Hauled before MPs to explain the latest in the hunt for the so-called “chatty rat” who “bounced” Boris Johnson into last November’s shutdown, Cabinet Secretary Simon Case warned today that it may not be possible to “successfully identify the source or sources”.

Dominic Cummings has not been cleared, the UK’s top civil servant said earlier today
Simon Case said they may not ever find the source of who leaked the lockdown plans

But the top mandarin enraged the Commons committee by refusing to give further details of the top secret probe in an evidence session branded “a badly scripted version of Yes, Minister!”

The head of the civil service all but confirmed the security services had been brought into probe the leak, but he admitted no criminal activity or breach of the Official Secrets Act had taken place.

But he hinted the methods used to catch the ‘Chatty Rat’ were top secret spy craft, telling the committee he was “under restraints related to classification.”

Sacked Downing Street aide Dominic Cummings claimed in his incendiary “Nuclear Dom” blogpost last week that Mr Case had told him last year that he was not a suspect for the leak.

Boris Johnson ordered the probe after becoming enraged at efforts to “bounce” him into backing the lockdown by making the plan public late last October.

But speaking before the Commons Public Administration and Constitutional Affairs in a painful evidence session, Mr Case declined to back up that version of events.

Mr Cummings also accused Mr Johnson of wanting to shelve the probe as one of the suspects was an aide who is a close pal of his fiancee Carrie Symonds.

But Mr Case insisted: “at no point has this investigation been in any way de-prioritised, it is in the hands of professional investigators who have a range of tools and techniques at their disposal”.

But he acknowledged a “sense of frustration” that “we are unable to catch more people responsible for leaks”.

Asked if he accepted what was said in Mr Cummings’ blog, Mr Case would only say: “I am constrained in what I can say because it’s in the context of an ongoing investigation.”

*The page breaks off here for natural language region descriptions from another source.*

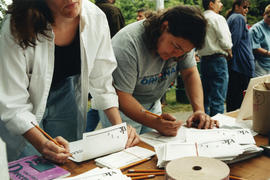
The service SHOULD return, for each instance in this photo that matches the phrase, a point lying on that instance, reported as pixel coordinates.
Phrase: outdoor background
(129, 9)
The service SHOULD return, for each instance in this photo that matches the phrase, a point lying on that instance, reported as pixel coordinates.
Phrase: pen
(145, 170)
(143, 177)
(48, 136)
(133, 164)
(145, 174)
(148, 112)
(235, 178)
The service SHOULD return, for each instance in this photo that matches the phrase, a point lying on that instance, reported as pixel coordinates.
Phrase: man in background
(116, 22)
(217, 47)
(114, 15)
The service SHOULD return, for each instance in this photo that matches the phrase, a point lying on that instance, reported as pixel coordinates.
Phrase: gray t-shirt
(140, 72)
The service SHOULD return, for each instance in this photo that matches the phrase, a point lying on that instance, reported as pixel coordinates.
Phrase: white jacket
(26, 75)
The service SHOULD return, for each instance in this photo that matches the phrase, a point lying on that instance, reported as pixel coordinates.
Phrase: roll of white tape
(197, 168)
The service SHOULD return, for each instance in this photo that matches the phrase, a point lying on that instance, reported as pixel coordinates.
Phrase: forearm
(262, 52)
(193, 87)
(36, 138)
(113, 115)
(133, 109)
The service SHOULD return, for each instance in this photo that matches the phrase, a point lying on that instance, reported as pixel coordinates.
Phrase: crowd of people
(57, 53)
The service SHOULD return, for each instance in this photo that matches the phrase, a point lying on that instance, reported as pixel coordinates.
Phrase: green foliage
(129, 7)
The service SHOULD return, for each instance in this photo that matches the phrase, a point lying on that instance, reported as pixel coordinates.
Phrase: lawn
(172, 105)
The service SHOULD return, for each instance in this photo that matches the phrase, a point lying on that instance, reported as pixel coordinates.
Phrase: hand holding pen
(56, 150)
(166, 123)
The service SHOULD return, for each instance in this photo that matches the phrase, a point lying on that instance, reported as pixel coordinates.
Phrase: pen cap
(197, 168)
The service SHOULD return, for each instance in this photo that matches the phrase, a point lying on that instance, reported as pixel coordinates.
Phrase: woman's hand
(55, 153)
(201, 120)
(167, 125)
(133, 137)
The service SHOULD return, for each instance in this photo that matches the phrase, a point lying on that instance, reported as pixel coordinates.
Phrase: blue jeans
(214, 75)
(259, 70)
(140, 129)
(62, 116)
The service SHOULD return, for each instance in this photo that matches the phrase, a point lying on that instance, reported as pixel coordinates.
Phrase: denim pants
(214, 75)
(62, 116)
(140, 129)
(259, 70)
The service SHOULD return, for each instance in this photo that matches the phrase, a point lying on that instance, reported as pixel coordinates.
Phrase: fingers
(133, 137)
(168, 117)
(201, 120)
(55, 153)
(63, 142)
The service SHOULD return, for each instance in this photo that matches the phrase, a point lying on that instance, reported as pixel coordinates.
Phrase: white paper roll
(197, 168)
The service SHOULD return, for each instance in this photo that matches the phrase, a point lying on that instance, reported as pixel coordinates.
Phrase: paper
(99, 143)
(101, 174)
(242, 136)
(124, 157)
(3, 160)
(154, 138)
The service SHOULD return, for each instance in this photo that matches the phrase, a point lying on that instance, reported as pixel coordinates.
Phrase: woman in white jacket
(53, 53)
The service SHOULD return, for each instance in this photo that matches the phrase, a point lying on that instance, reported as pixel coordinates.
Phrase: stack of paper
(99, 143)
(229, 143)
(125, 157)
(101, 174)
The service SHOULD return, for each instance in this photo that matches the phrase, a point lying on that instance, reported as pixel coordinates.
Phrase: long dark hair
(28, 19)
(183, 21)
(235, 2)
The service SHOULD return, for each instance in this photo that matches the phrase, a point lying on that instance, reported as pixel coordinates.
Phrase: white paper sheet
(3, 161)
(124, 157)
(99, 143)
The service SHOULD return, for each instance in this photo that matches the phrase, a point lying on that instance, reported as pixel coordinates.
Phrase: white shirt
(26, 75)
(218, 36)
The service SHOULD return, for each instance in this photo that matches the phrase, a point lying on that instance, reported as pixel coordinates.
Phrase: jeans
(62, 116)
(214, 75)
(140, 129)
(260, 71)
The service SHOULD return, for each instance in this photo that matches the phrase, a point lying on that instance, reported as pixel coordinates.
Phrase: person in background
(149, 54)
(241, 66)
(214, 54)
(114, 15)
(260, 33)
(53, 52)
(116, 22)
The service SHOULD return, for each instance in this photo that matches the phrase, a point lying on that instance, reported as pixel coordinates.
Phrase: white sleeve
(15, 105)
(101, 80)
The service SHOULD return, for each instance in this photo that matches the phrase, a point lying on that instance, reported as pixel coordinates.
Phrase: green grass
(172, 105)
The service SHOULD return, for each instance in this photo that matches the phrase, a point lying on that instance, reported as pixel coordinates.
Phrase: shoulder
(90, 10)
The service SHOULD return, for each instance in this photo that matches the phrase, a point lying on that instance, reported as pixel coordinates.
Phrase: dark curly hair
(28, 19)
(184, 21)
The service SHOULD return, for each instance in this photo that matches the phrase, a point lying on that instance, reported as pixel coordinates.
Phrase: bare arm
(194, 92)
(46, 147)
(166, 125)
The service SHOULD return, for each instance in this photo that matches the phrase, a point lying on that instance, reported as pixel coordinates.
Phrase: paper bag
(261, 109)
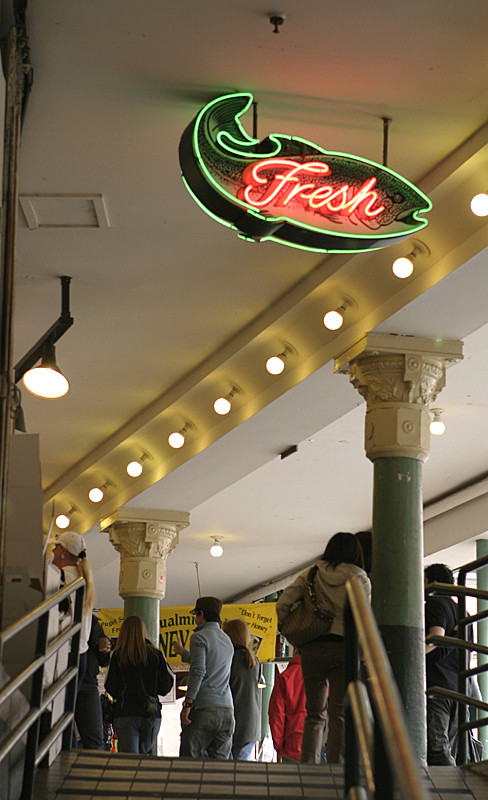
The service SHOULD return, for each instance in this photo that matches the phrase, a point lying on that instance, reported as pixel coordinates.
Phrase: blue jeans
(441, 731)
(243, 752)
(209, 734)
(136, 734)
(88, 716)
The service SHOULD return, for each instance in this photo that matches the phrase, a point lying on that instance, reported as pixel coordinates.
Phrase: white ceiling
(172, 309)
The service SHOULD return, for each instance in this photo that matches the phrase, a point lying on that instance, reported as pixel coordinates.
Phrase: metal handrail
(464, 647)
(40, 698)
(393, 758)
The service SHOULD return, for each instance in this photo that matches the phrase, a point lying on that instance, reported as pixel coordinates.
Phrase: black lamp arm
(51, 336)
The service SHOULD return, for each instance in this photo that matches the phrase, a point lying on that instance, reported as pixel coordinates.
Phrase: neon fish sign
(289, 190)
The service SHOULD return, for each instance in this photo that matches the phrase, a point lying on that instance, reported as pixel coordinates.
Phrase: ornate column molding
(144, 538)
(399, 376)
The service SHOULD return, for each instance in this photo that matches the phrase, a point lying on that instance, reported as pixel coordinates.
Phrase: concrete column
(482, 581)
(400, 376)
(145, 538)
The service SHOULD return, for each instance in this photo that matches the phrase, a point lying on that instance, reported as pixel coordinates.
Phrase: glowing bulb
(275, 365)
(216, 550)
(95, 495)
(437, 427)
(134, 469)
(222, 406)
(333, 320)
(176, 440)
(479, 205)
(46, 382)
(402, 267)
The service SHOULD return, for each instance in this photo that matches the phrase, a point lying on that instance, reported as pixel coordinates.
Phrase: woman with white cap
(69, 557)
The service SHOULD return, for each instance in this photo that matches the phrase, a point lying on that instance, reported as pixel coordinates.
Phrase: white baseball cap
(72, 542)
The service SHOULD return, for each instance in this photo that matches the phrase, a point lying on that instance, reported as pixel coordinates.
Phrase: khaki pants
(323, 669)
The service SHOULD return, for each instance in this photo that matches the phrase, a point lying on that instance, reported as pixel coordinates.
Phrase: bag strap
(311, 590)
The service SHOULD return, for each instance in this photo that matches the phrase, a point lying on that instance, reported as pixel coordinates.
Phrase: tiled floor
(95, 775)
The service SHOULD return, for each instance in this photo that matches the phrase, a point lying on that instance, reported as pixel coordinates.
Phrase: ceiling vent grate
(64, 211)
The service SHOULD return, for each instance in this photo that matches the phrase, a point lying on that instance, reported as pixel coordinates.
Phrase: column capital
(399, 376)
(144, 538)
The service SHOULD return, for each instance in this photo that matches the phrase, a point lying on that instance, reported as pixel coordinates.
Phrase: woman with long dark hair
(138, 673)
(323, 658)
(244, 677)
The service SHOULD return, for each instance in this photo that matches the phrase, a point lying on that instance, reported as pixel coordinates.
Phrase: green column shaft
(269, 673)
(148, 609)
(482, 581)
(398, 587)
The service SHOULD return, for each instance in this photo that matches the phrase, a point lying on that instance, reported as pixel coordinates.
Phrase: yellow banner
(176, 622)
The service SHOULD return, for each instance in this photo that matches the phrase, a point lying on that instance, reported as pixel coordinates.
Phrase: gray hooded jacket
(329, 581)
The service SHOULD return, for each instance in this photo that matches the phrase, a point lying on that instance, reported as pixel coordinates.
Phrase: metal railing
(376, 733)
(40, 697)
(464, 644)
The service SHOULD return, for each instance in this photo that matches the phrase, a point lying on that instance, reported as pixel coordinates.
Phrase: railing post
(36, 701)
(73, 660)
(352, 775)
(463, 656)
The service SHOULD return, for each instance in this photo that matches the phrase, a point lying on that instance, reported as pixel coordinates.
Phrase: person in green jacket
(244, 687)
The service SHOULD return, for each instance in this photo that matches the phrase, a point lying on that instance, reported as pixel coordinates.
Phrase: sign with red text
(289, 190)
(176, 622)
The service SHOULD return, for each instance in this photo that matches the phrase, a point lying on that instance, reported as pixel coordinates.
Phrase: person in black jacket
(88, 710)
(441, 670)
(138, 673)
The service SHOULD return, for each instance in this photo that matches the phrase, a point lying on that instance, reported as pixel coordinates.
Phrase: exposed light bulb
(134, 469)
(222, 406)
(176, 440)
(479, 205)
(333, 320)
(216, 550)
(275, 365)
(402, 267)
(95, 494)
(46, 382)
(437, 427)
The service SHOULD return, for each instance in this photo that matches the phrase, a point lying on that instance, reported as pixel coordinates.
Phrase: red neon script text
(278, 181)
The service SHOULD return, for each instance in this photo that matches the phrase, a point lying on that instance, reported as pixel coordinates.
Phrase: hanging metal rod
(51, 336)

Probed by Tory MP David Jones if he had authorised Downing Street to tell the media that neither Mr Cummings nor then communications director Lee Cain were the leakers, Mr Case said: “I am not trying to frustrate, but this is drawing me into details of an ongoing investigation which – for reasons I have set out – I can’t go into in this setting.”

He said Commons Speaker Sir Lindsay Hoyle was being updated on the investigation in secret, under Privy Council terms.

Committee chairman William Wragg suggested that “relatively few” people would have known the information leaked in October “so it’s a rather small pool in which to fish” in order to find the culprit behind the leak of the lockdown.

Mr Case said: “I’m not trying to frustrate you or other members of the committee on this but we are going here into the details of the investigation and who knew what and this is an area where I am constrained because if I go further on this it will start to reveal the details of the investigation.”

But angry MPs on the Committee accused Case of stonewalling, comparing it to satire.

Labour’s John McDonnell said: “I don’t want to be rude Mr Case but this is coming across as a badly scripted version of ‘Yes, Minister’.”

And Tory Mr Wragg hit out: “Mr Case you have known you are coming to this committee for a number of weeks now and there are a number of topical issues… I am surprised you have not been better furnished with the answers to give to the committee.”